A comparação – inevitável – entre ele e FHC é cruel: Lula humilhou o tucano em todos os campos possíveis. Ex “companheiros”, ironia. Quem acompanha a mídia lembra bem o tratamento que as derrapadas e desmandos da trupe tucana, as mudanças de constituição, a corrupção, tinham: sempre atenuadas, escondidas. Os “feitos”, exaltados à última potência. Ao mesmo tempo que as besteiras do PT tomam proporção imediata de escândalo mundial e impeachment. E as conquistas e transformações positivas sempre tratadas com desdém. Qualquer criança de 3 anos é capaz de perceber essa diferença brutal de tratamento entre os governos nos últimos 20 anos.

Para quem passou fome, enfrentou pobreza extrema, morte da esposa e filho prematuramente, ditadura, cadeia, morte da mãe, desabamento da casa, pai distante e toda uma infância/adolescência/início da vida adulta tão conturbada, sempre tendo que, literalmente, lutar muito para viver, lidar com a mídia provou ser tarefa menor para Lula.

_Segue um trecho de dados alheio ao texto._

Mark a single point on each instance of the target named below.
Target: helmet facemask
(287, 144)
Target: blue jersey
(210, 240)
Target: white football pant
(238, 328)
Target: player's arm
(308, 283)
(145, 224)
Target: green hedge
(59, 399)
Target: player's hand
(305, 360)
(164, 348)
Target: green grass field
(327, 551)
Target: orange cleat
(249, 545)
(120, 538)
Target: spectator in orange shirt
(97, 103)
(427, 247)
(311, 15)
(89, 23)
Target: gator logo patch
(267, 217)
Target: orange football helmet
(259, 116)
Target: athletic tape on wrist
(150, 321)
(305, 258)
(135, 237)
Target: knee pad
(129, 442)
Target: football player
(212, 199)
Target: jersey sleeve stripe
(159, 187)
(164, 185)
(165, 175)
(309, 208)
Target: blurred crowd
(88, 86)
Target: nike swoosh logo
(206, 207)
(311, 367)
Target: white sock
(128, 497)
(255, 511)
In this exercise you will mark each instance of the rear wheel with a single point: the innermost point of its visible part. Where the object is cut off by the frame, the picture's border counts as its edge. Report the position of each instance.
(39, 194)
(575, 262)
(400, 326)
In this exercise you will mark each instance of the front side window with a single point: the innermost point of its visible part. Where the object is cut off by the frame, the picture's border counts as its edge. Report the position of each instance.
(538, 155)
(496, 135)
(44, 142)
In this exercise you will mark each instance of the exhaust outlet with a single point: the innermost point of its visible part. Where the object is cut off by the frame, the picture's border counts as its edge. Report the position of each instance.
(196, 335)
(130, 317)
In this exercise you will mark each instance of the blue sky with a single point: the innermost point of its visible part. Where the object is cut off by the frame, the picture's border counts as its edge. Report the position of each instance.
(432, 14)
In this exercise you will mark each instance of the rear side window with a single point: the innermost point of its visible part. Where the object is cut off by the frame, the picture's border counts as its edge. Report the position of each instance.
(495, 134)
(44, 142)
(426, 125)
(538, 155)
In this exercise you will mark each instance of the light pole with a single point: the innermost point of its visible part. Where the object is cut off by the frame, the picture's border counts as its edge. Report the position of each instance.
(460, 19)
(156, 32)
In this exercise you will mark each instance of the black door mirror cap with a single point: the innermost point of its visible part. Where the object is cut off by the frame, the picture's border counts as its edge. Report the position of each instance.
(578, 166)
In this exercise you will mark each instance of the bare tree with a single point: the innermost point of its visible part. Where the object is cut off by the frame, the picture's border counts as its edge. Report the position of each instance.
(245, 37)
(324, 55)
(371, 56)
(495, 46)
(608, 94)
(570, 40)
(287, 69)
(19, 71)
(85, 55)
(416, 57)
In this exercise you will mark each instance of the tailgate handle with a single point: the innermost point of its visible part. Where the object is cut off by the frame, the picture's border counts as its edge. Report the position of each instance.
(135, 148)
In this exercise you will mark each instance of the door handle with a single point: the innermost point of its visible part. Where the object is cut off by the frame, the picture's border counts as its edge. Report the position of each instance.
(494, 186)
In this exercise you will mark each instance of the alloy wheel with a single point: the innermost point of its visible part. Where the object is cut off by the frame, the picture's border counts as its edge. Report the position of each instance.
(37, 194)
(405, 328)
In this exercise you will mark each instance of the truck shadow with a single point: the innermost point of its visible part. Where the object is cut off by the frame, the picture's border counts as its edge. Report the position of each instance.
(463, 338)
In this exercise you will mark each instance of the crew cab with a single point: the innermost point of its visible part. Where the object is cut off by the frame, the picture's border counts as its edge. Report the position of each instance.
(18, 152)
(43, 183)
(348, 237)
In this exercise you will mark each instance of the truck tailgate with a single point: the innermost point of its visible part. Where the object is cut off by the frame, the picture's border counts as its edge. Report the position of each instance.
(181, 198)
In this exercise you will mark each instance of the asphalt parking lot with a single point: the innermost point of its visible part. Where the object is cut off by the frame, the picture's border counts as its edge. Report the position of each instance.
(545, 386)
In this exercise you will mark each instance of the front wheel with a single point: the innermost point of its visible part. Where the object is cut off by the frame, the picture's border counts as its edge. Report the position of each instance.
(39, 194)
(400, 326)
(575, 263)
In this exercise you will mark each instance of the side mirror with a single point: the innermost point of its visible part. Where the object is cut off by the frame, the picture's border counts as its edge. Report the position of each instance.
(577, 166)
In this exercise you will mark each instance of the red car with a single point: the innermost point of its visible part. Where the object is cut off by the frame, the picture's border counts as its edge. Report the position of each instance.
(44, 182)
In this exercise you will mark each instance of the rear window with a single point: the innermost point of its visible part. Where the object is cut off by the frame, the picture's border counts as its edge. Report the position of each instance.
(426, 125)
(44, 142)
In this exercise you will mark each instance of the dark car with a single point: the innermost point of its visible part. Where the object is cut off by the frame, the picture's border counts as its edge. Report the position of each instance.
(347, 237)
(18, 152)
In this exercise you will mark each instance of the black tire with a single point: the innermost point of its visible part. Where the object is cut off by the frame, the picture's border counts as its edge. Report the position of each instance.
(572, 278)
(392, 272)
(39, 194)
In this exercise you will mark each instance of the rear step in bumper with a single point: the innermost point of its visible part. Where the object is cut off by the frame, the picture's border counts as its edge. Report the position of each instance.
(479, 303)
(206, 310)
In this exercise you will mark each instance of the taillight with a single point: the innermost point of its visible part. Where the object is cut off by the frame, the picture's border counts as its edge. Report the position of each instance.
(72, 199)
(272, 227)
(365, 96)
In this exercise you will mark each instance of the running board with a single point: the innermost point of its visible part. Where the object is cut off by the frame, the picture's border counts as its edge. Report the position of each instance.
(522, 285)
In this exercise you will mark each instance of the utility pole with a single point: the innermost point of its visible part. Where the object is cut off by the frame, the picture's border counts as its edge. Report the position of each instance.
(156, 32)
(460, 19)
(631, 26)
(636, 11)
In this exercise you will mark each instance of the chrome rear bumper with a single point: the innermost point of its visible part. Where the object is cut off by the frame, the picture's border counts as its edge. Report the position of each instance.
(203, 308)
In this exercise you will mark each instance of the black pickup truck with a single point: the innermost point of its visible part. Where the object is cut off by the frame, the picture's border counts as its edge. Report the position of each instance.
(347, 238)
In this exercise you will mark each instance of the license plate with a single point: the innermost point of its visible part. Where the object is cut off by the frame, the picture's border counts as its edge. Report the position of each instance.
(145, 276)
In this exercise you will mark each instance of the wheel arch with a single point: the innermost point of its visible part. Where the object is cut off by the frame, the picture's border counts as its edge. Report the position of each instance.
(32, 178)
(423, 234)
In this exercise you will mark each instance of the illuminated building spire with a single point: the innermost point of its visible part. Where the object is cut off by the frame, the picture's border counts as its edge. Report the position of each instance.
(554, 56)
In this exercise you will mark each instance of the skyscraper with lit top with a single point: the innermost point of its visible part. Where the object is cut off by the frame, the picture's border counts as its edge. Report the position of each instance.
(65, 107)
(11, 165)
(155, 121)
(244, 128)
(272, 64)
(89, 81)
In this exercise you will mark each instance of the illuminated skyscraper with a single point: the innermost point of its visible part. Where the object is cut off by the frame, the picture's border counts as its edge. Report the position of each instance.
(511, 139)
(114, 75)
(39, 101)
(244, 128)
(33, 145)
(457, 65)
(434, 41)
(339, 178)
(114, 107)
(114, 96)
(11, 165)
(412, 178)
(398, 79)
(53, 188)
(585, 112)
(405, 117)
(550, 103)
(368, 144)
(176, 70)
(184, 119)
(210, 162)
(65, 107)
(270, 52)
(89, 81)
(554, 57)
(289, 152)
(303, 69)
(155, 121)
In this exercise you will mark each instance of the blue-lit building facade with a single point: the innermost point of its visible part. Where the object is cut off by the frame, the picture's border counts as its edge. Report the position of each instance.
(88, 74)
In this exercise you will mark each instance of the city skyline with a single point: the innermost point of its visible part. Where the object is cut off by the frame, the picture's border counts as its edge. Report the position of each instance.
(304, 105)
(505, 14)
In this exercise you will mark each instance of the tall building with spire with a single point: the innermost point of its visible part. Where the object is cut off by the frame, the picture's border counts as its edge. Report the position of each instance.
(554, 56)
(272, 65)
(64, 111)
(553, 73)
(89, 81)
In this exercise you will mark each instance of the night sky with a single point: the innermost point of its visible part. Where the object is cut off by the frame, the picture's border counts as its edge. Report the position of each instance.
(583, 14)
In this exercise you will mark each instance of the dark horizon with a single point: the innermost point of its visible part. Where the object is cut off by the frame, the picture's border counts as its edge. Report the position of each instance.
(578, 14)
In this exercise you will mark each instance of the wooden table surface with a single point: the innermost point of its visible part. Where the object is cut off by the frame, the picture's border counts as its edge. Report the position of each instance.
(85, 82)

Matéria após matéria, capa após capa, chamada após chamada tentam, desesperadamente, desqualificar e atacar Luiz Inácio desde sempre. Ao mesmo tempo em que passou por cima disso tudo e se tornou o melhor governo da história do país. E que conquistou – sempre incompreensível para a oligarquia – o respeito e admiração da mídia estrangeira, não contaminada, de outros ares e outra cabeça. Lula é implacável. Fez história. E não há nada, absolutamente nada, que qualquer um possa fazer para apagar isso. Haja remédio e tranquilizante para fazer a direita (e companhia) dormir com um barulho desses.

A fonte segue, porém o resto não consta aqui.